Il n’est resté à Saint-Martin de Ré qu’une seule année, celle de mon CE2. Je ne me souviens plus trop de son physique, je crois qu’il était brun et de taille moyenne, mais l’important n’était pas tant là que dans la véritable révolution qu’il a déclenchée à l’école.
D’abord, il arrivait d’Afrique. Pour nous le prouver, il avait apporté en classe un oeuf d’autruche que nous contemplions souvent avec une sorte de vénération et une crainte avouée qu’il ne se casse, même sous le simple poids de nos regards. Il nous parlait sans cesse de sa guenon, qu’il gardait à la maison et dont il montrait, parfois, des photos. Il nous avait promis de venir avec elle aux beaux jours, mais elle est morte avant qu’il ne puisse tenir parole. Nous en avions tous été fort tristes.

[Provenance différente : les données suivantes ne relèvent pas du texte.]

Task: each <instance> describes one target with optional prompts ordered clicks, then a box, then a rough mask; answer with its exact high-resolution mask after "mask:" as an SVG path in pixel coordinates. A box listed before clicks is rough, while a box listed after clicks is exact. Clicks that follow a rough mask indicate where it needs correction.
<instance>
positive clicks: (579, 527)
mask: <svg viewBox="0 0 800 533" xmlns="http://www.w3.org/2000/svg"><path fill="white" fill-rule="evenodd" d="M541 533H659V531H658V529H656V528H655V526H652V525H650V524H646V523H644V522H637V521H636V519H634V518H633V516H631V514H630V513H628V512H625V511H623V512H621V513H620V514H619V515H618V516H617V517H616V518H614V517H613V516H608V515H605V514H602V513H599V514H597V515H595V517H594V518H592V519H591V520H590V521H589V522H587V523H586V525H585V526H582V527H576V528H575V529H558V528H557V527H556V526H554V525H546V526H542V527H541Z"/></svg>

Ensuite, ses méthodes pédagogiques étaient en complète rupture avec tout ce que nous avions vécu jusque là. Les problèmes d’arithmétique, la grammaire française, la dictée ne nous pesaient plus car, tous les après-midi, nous avions droit à des activités enthousiasmantes. Il y avait par exemple les monographies. On scotchait bout-à-bout des dossiers cartonnés en couleurs, de façon à former un grand dépliant, sur lequel nous apposions des textes de notre fabrication, des dessins et des images. Ensuite, nous devions présenter notre travail devant toute la classe. Les thèmes rejoignaient, bien sûr, le programme d’histoire, de géographie, de sciences naturelles etc. Je crois me souvenir en avait fait une sur le tigre… ses lieux de vie, sa morphologie etc.

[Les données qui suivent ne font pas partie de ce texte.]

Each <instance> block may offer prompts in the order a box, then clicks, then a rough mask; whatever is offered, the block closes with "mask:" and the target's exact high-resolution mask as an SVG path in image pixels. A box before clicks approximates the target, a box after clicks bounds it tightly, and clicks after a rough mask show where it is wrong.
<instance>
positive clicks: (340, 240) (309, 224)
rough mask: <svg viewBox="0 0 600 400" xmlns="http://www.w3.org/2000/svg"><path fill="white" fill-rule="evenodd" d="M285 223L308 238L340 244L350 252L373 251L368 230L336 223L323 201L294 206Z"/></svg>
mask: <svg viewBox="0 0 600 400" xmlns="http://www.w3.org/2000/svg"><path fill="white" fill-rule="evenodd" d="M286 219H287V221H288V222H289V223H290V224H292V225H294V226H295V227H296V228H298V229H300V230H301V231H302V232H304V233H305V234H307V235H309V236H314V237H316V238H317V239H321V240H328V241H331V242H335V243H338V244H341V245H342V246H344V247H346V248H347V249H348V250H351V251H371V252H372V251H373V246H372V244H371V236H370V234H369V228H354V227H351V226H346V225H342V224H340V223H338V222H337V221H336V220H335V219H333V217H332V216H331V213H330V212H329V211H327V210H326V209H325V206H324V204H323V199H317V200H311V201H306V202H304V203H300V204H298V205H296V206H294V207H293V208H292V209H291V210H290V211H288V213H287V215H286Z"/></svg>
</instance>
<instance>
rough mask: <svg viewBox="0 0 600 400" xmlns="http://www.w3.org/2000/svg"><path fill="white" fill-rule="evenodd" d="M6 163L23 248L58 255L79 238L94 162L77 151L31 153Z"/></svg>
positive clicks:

Il avait également décidé de nous faire planter des radis sur la plate-bande devant la classe. Il lui avait fallu retourner la terre, dure comme pierre, avec des outils empruntés à la municipalité. Mais lorsque nous avons vu poindre les petites pousses, c’était fascinant. Une bonne façon de nous expliquer le développement des plantes à partir de la graine. Une fois arrivés à maturité, nous avons mangé les radis. Je me souviens qu’ils étaient particulièrement forts, mais je n’aurais cédé ma part pour rien au monde.
Nous avions aussi fait un “jeu de piste” dans les remparts, qu’à l’époque je ne connaissais pas très bien. Monsieur Taillandier avait tout organisé, caché des messages au détour des buissons, posé des devinettes et inventé des épreuves. Nous étions, si je me souviens bien, deux équipes. Mais le plus formidable était qu’il avait un talkie-walkie. Le vénérable appareil, énorme et noir, crachouillait, sifflait et on n’entendait pas grand chose, mais c’était tout de même inouï. Je m’estimais extrêmement chanceuse car j’avais été mise dans l’équipe qu’il dirigeait. J’avais l’étrange impression de vivre un moment inoubliable et, effectivement, je n’ai jamais oublié.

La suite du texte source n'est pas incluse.